Saturday’s 10 a.m. rally planned by the conservancy is another part of the effort to save the boardwalk in its present location. Several hundred people, including County Supervisor Dave Roberts and possibly other local elected officials, will hike a short distance to the boardwalk, then pose for aerial photos taken by a drone, as well as hear speakers, said conservancy executive director Trish Boaz.

Coastal Commission staff contends that if the boardwalk is moved, an additional acre of wetlands can be restored. They also said the boardwalk in its current location would impede water flow in the restored wetlands.

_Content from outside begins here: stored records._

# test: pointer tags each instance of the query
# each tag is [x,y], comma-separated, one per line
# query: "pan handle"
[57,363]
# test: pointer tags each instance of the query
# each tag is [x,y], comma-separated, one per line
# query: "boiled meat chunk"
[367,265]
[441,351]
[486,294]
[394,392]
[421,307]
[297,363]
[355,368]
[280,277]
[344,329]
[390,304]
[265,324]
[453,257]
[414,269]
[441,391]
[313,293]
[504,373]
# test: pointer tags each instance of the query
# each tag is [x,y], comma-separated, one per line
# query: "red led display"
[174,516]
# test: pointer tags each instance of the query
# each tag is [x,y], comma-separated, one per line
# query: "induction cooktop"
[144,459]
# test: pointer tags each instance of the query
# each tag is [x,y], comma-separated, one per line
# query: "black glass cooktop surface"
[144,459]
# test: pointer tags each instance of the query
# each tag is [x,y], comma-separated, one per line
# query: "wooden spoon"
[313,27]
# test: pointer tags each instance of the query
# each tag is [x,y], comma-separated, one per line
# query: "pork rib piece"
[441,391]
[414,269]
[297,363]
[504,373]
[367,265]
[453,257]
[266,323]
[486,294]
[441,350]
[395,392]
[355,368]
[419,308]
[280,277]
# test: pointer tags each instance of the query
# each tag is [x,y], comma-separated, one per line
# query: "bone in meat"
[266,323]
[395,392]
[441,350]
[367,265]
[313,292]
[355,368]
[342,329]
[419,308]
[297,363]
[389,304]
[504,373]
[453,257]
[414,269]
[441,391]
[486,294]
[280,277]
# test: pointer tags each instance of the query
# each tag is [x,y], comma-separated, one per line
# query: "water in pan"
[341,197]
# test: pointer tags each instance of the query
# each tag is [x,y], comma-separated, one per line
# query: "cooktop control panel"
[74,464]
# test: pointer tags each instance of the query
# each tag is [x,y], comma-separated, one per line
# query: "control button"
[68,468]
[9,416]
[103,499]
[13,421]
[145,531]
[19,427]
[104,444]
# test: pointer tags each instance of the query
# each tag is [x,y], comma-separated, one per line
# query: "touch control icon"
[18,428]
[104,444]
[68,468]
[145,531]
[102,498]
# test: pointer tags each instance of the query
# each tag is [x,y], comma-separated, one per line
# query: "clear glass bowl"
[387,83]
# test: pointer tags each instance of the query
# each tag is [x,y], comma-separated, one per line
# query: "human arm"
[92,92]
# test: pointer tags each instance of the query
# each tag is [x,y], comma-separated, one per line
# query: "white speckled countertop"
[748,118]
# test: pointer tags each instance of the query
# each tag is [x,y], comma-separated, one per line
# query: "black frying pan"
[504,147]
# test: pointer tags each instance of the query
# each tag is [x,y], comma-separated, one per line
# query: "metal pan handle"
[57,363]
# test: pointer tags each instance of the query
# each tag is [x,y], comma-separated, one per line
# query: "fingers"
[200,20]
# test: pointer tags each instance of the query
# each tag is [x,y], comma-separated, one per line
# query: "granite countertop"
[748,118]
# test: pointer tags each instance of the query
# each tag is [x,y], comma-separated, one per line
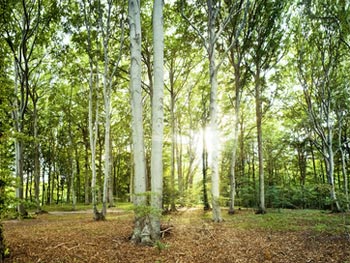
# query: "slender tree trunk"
[233,167]
[205,171]
[173,145]
[262,209]
[142,227]
[214,123]
[157,119]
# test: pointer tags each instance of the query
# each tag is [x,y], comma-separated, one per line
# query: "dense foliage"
[297,55]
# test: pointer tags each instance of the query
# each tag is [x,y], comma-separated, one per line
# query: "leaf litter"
[66,238]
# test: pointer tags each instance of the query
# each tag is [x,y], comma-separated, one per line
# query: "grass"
[316,221]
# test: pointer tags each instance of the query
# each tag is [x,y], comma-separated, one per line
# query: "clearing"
[279,236]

Until now, the dirt lot where the boardwalk is located has been used by the fairgrounds for overflow parking for major events such as the San Diego County Fair and annual horse racing meets.

At the Commission meeting, Coastal Commissioner and County Supervisor Greg Cox spearheaded the effort to preserve the boardwalk.

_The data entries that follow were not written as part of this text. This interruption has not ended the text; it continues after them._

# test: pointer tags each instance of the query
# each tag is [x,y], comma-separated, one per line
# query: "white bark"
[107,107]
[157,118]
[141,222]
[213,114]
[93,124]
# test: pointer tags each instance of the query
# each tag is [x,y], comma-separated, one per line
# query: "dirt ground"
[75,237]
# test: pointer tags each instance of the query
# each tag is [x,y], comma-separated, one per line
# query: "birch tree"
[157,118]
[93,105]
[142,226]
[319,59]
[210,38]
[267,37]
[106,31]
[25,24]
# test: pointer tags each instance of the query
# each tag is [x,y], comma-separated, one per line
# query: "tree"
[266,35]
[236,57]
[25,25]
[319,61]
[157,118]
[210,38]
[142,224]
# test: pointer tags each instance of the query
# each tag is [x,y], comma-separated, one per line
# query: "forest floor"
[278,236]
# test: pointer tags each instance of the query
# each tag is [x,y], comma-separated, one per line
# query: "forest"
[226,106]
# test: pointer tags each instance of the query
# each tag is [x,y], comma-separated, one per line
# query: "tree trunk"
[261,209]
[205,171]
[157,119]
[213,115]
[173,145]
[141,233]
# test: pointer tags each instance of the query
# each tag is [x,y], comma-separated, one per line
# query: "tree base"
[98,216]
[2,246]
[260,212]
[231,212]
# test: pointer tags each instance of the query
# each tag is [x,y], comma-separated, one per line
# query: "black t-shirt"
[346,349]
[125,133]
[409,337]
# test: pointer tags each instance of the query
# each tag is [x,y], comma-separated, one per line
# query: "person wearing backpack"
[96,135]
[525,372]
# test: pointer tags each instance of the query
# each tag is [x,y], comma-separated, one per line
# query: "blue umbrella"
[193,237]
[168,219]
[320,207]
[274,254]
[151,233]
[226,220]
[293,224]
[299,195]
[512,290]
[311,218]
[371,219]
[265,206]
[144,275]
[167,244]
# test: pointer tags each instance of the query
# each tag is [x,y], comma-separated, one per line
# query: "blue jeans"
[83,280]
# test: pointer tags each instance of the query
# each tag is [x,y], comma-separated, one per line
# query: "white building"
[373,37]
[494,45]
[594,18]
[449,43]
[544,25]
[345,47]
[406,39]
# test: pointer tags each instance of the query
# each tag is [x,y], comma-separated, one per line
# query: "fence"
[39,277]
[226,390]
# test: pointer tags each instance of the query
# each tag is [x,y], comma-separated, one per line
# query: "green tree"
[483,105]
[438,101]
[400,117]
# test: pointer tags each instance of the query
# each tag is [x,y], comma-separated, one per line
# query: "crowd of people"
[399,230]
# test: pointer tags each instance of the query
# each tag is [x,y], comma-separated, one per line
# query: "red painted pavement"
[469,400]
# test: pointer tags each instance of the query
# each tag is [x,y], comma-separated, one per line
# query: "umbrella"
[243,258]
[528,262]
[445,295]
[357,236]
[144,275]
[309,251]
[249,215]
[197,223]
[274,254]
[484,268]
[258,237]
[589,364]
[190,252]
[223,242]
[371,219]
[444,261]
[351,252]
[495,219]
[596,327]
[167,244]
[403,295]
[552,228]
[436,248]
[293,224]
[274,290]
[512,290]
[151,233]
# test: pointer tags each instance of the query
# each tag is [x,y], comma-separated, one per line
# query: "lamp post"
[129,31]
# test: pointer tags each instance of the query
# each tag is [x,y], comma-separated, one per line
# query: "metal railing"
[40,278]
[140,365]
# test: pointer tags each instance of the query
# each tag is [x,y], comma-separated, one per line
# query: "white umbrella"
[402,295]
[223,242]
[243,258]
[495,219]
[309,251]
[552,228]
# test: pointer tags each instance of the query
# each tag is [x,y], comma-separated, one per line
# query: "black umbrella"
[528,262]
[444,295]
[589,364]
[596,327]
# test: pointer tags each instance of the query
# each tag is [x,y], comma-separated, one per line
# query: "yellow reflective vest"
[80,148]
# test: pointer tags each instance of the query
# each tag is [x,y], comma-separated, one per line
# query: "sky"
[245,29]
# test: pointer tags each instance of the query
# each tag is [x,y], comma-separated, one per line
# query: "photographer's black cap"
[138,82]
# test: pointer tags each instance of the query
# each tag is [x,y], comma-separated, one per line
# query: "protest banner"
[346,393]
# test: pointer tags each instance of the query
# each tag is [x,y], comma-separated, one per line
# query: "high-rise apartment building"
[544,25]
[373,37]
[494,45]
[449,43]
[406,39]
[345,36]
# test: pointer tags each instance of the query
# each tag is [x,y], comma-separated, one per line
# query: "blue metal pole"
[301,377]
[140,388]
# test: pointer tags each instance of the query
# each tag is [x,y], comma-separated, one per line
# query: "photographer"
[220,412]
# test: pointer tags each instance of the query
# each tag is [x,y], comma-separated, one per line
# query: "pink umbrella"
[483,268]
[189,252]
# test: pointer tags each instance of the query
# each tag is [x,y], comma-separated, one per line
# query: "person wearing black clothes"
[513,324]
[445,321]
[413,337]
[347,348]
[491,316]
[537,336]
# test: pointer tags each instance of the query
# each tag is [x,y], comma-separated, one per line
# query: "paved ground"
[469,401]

Cox noted that mothers with strollers, joggers and a host of others regularly use the boardwalk. “It’s a very well-used interpretive trail,” he said. “It’s an important part of what I think we should be promoting, which is education.”

“The taxpayers are appreciating this. The educational impact of the boardwalk is significant enough, I would say leave it where it is,” said Commissioner Martha McClure.

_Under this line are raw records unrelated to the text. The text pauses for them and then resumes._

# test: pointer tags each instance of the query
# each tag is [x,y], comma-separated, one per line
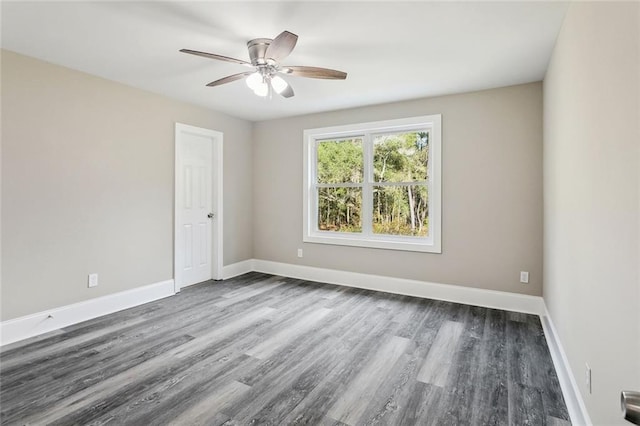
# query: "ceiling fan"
[265,55]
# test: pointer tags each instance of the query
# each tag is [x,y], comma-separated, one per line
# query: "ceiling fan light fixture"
[278,84]
[254,81]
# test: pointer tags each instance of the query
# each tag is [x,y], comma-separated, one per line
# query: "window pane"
[339,209]
[401,210]
[400,157]
[340,161]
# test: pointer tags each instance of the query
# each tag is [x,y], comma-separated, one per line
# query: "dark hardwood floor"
[262,349]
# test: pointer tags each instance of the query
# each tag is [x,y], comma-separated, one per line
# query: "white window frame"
[311,233]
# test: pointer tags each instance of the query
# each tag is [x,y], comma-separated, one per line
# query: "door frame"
[216,200]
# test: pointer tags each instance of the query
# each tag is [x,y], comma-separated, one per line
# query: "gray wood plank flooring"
[263,349]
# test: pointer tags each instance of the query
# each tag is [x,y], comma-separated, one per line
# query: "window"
[374,184]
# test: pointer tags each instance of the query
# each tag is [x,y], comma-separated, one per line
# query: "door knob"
[631,406]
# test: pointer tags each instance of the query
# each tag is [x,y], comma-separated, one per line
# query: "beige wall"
[592,199]
[87,185]
[492,192]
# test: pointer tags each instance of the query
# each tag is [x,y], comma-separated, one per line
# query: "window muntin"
[374,185]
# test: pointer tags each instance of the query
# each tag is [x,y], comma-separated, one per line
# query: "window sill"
[388,242]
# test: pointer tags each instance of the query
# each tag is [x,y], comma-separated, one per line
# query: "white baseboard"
[570,391]
[235,269]
[42,322]
[451,293]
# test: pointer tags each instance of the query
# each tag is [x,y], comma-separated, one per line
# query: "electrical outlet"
[93,280]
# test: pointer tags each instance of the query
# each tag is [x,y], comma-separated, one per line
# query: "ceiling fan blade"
[287,92]
[214,56]
[281,46]
[314,72]
[230,78]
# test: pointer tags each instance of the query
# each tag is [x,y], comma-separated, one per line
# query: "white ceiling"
[391,50]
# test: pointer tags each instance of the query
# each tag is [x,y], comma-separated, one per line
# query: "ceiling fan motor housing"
[257,50]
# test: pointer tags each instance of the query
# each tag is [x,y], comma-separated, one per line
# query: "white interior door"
[198,205]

Other commissioners, however, were convinced by Commission staff that the boardwalk, left where it is, could hamper the success of the wetland restoration.

“In truth, it is not the least harmful” alternative, said Commissioner Dayna Bochco of leaving the boardwalk where it is.

Bochco and other commissioners said that if the boardwalk is allowed to remain, the JPA should be required to provide environmental mitigation, such as preserving wetlands in another location.

Anderson, of the JPA, noted during her testimony that a restoration plan prepared by a biologist for the 22nd DAA included the boardwalk in its present location, with channels beneath the boardwalk to facilitate water flow.

During his testimony, John Dixon, an ecologist with the Coastal Commission, conceded that the restoration with the boardwalk in place could work, although it would not be the best configuration.

“If this is designed correctly, it could be made to work with one or two inlets,” Dixon said.

Anderson said after the hearing that mitigation would probably be expensive. “We don’t have money sitting in the bank for mitigation,” she said.

David Watson, a 22nd DAA board member, said his agency agrees with other local entities that the boardwalk should remain where it is. But he said in his opinion, not speaking for the full board, if the Coastal Commission orders the removal of the boardwalk, the 22nd DAA most likely will have to comply.

“That seems to be the less expensive option,” said Watson, adding, “I prefer to leave the boardwalk where it is, because that’s what the community wants and I don’t agree with the environmental assessments that it’s a problem.”

Another speaker at the Commission hearing, Don Mosier, a Del Mar councilman and chairman of the River Park JPA board, said the benefits of public access outweigh potential effects on the restoration area.

“I think we’re letting the perfect be the enemy of the very, very good,” Mosier said.